England must believe Russia will be different - Kane
Harry Kane (Getty Images)
Burton-on-Trent - Harry Kane has urged his England team-mates to put the negativity that has blighted previous campaigns behind them as a new-look squad look to make an impact at the World Cup in Russia.
Kane will captain a youthful group with only Chelsea defender Gary Cahill having won more than 50 caps.
England haven't won a major tournament since the 1966 World Cup and Tottenham striker Kane is hopeful that inexperience will also mean Gareth Southgate's squad will also be less fearful.
"The main thing is to believe it can be different," he said at England's media day on Tuesday.
"It's been tough because for the last 50 years we haven't won anything.
"We've got to stay focused on ourselves and not worry about the teams in the past.
"We're our own team and our own identity. We've got to enjoy the occasion and we can't wait to get out there and get started."
Kane will not only carry the burden of leadership, but will also be expected to score the goals to carry England deep into the tournament after a best ever return of 41 this season, despite suffering an ankle ligament injury in March.
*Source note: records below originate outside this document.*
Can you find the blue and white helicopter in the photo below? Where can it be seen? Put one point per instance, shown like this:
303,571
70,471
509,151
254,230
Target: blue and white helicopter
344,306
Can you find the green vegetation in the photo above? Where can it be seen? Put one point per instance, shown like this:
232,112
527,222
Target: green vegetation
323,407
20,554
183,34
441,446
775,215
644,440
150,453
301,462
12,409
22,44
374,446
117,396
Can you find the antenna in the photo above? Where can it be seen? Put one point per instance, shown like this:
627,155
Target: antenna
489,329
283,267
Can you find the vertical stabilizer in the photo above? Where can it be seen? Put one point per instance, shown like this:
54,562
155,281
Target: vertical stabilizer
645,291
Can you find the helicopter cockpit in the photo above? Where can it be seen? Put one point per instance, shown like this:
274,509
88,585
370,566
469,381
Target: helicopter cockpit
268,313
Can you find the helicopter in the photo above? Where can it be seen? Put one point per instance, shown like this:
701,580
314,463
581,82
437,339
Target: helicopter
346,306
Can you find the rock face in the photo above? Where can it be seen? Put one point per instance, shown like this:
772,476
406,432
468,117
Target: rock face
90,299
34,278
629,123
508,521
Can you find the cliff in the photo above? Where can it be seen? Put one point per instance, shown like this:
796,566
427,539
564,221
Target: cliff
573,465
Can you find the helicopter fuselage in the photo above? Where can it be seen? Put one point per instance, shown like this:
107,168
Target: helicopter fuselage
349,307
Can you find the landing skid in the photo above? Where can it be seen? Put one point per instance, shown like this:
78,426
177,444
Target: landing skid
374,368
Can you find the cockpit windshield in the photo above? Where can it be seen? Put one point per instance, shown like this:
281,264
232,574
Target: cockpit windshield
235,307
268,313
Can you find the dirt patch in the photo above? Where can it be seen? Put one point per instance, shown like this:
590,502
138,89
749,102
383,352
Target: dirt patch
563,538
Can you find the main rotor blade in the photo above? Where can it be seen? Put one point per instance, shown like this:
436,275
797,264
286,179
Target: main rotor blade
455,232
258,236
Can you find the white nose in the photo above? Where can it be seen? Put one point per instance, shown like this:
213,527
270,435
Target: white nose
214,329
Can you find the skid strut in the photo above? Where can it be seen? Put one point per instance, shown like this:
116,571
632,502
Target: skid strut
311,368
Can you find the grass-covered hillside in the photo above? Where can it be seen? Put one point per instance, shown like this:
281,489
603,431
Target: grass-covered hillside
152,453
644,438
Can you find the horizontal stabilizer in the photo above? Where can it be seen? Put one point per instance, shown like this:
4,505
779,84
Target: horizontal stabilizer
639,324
The 24-year-old took a few weeks to refind his best form on his return from a three-week layoff.
But after ending the club season with five goals in six games, he also netted his 13th international goal as England beat Nigeria 2-1 at Wembley on Saturday.
"I feel really good and training has been of a high intensity," he added.
"It's been a tough camp and that's what we all needed.
"It was good to get some minutes on the weekend and I'm fully refreshed."
Kane had been listed by FIFA as the joint heaviest player in the tournament when all 32 nations' squad lists were released on Monday.
But he insisted he is a good six kilos lighter than the 96 kilo (15 stone) weight listed by world football's governing body.
"I don't know if it's been changed but I'm definitely not 15-and-a-half-stone," he added.
"I'm normally about 89 or 90 kilos. We weigh most days when we get up and that's normally my fighting weight."
So far the only negative publicity surrounding England's preparations was the criticism Raheem Sterling received for having a gun tattoo on his leg.
Sterling said the "unfinished" tattoo references the shooting of his father who was gunned down in Jamaica when the Manchester City winger was just two years of age.
However, Sterling insisted he hasn't been distracted by the coverage surrounding him in the past week.
"It's not really been that tough," said Sterling.
"I just got on with my day. I spoke with my mum and she was OK. My daughter and my son are OK, I'm fine.
"That was the least of my worries. It's obviously bad to see yourself spoken of in that light, but it's not something that gets me down."